Whenever you open a clean instance of RStudio, you will usually see three panels like those in the screenshot below.

  • The left panel is called the “Console.”

  • The top right panel includes details about your “Environment.”

  • The bottom right panel will show you you “Help” (recall from Lab 1), “Plots” and “Packages” (which we’ll get to in Lab 3).

  • The Console is a big calculator. It’s also the place where all of the code you ever write in R will “execute” - though you might save all of that code in a separate “script,” like you did in Lab 1 (and will do in Lab 2, in just a few minutes).

    • Click inside of the console, type 2+3, then hit enter on your keyboard. You can multiply (*), divide (/), add (+), and subtract (-) numbers here.

    • You can also run functions here. Remember the function we used in Lab 1 to generate random numbers? Use it in the console now. Enter runif(n=10, min=0, max=1) into the console and see what happens.

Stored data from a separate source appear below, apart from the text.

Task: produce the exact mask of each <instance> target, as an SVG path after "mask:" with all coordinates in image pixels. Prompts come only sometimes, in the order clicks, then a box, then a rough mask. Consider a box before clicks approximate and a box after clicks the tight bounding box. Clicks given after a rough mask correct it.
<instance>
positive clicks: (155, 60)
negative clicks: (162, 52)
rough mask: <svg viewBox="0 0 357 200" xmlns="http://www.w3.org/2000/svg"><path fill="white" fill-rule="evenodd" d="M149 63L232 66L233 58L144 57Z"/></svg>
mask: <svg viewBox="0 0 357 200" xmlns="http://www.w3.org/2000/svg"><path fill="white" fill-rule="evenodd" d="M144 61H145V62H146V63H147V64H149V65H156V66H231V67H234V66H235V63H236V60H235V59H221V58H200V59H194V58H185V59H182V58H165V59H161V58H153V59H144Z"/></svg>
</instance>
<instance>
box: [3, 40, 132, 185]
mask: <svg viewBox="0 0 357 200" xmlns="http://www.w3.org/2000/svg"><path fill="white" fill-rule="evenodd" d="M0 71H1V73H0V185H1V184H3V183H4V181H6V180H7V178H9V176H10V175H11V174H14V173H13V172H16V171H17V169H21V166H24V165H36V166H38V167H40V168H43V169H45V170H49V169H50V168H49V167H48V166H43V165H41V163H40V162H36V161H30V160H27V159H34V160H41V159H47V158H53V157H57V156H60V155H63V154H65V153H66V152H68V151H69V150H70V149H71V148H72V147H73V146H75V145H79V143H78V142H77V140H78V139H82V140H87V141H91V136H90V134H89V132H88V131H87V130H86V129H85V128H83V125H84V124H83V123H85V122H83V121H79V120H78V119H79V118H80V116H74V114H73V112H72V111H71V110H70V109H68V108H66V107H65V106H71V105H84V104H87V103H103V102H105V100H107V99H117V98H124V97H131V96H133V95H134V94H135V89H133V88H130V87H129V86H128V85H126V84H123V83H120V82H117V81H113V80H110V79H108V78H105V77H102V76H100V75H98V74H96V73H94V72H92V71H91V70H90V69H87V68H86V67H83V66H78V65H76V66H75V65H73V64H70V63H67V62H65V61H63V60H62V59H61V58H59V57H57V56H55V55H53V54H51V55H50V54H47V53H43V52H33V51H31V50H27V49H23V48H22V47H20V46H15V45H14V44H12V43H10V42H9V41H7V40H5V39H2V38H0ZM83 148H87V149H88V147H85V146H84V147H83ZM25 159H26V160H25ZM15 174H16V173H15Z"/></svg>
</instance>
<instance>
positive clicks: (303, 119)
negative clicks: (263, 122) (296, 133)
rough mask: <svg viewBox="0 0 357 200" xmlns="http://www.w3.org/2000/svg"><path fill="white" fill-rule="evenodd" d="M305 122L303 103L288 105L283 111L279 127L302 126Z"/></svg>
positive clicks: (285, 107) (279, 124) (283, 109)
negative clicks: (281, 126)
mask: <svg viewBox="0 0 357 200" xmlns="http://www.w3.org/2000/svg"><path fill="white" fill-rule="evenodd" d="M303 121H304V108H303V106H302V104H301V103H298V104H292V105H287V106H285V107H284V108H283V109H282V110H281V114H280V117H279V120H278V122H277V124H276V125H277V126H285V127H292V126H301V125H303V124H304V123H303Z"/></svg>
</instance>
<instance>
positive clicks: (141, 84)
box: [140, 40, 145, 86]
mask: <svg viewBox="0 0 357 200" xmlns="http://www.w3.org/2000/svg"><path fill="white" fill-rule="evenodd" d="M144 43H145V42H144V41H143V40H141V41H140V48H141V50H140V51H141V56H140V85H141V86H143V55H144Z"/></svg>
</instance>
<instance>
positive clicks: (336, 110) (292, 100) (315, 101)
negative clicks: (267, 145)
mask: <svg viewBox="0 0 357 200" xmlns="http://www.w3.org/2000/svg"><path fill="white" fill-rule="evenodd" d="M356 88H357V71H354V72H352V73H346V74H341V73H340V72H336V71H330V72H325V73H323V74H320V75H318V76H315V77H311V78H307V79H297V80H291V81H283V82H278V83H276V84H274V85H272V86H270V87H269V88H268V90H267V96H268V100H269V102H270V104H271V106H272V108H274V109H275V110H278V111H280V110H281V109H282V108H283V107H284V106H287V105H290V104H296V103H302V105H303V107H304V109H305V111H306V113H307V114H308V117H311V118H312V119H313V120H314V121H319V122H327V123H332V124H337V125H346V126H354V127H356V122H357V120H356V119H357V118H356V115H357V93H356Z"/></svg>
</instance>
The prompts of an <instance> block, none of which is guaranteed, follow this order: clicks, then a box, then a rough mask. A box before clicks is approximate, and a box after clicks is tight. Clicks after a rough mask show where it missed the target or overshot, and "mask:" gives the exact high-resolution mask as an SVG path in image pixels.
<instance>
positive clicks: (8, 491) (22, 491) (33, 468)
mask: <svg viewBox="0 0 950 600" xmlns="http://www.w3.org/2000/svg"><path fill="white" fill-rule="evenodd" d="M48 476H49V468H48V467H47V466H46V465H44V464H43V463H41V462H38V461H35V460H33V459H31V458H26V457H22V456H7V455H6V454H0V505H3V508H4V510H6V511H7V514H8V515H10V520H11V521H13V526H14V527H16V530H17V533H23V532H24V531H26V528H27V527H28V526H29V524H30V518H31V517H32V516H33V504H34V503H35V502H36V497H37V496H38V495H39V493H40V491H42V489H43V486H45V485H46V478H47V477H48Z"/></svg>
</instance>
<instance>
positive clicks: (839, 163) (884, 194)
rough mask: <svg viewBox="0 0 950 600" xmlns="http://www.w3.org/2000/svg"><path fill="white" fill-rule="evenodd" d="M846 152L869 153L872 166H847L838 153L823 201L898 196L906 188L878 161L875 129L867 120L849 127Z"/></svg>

    • You can even create objects here. Let’s create 20 random numbers and assign the result to an object called potato (remember, we can call objects whatever we want to - R does not recognize them as functions). Type potato <- runif(n=10, min=0, max=1) into the console and hit enter. To check and see if this worked, type potato and hit enter, or get a little fancier and type head(potato) to show the first 10 numbers of the object you created called potato.

  • The Environment (upper right tab) will show you all of the objects and datasets that are stored in R’s working memory. If you’ve been following along and opened a new RStudio session when we started this lab, you should now have two objects in your Environment tab: lab2data and potato. This panel of RStudio has other tabs that we will not use much in this class.

  • The Help, Plots, and Packages tabs all appear in the bottom-right panel. We will still only work with Help in Lab 2. We will explore the Plots and Packages tabs in Lab 3.

    • Whenever you query R for information about a function (i.e., when you put a ? in front of a function), the result will pop up in the Help tab. Try that now - type ?runif() in the console. Let’s also try if for another function you used during this lab: type ?head().
  • Now that you are familiar with these three panels of RStudio, it is time to add a 4th panel - the Script panel. Download the R script for your Lab 2 problem set (lab2script.R on BlackBoard), save it to SOCY 392/programs, and open it in RStudio. Notice that it opens above the Console panel.

    • The Console panel and the Script panel serve a similar purpose: they are both places where you enter code. But there are a few huge differences:

      • In the Console, whatever code you type gets executed right away.

      • In a Script, no code executes until you highlight the lines you’d like to run, and click the Run button in the top-right corner of the panel. You also keep a record of all of your work, which you can use again if you ever need to re-analyze your data or write a similar program.

      • Regardless of where you run the code from (the Script or the Console), all of the results will show up in the Console only.

    • We will almost exclusively use the Script panel for writing code in this class. But you must always check the console after running chunks of your script to see what happened and to check your work.

Begin Your Problem Set (Parts 3 & 4)

You have completed Parts 1, and 2. Get going on Parts 3 and 4 with a lab partner. Read through the instructions in the lab2script.R file you opened in RStudio carefully, and answer the questions completely by writing code, and by explaining your answers when appropriate with the comment function (#)

When you are finished, upload your answers to BlackBoard’s submission page. Use the file naming convention lastname_firstname_lab2.R.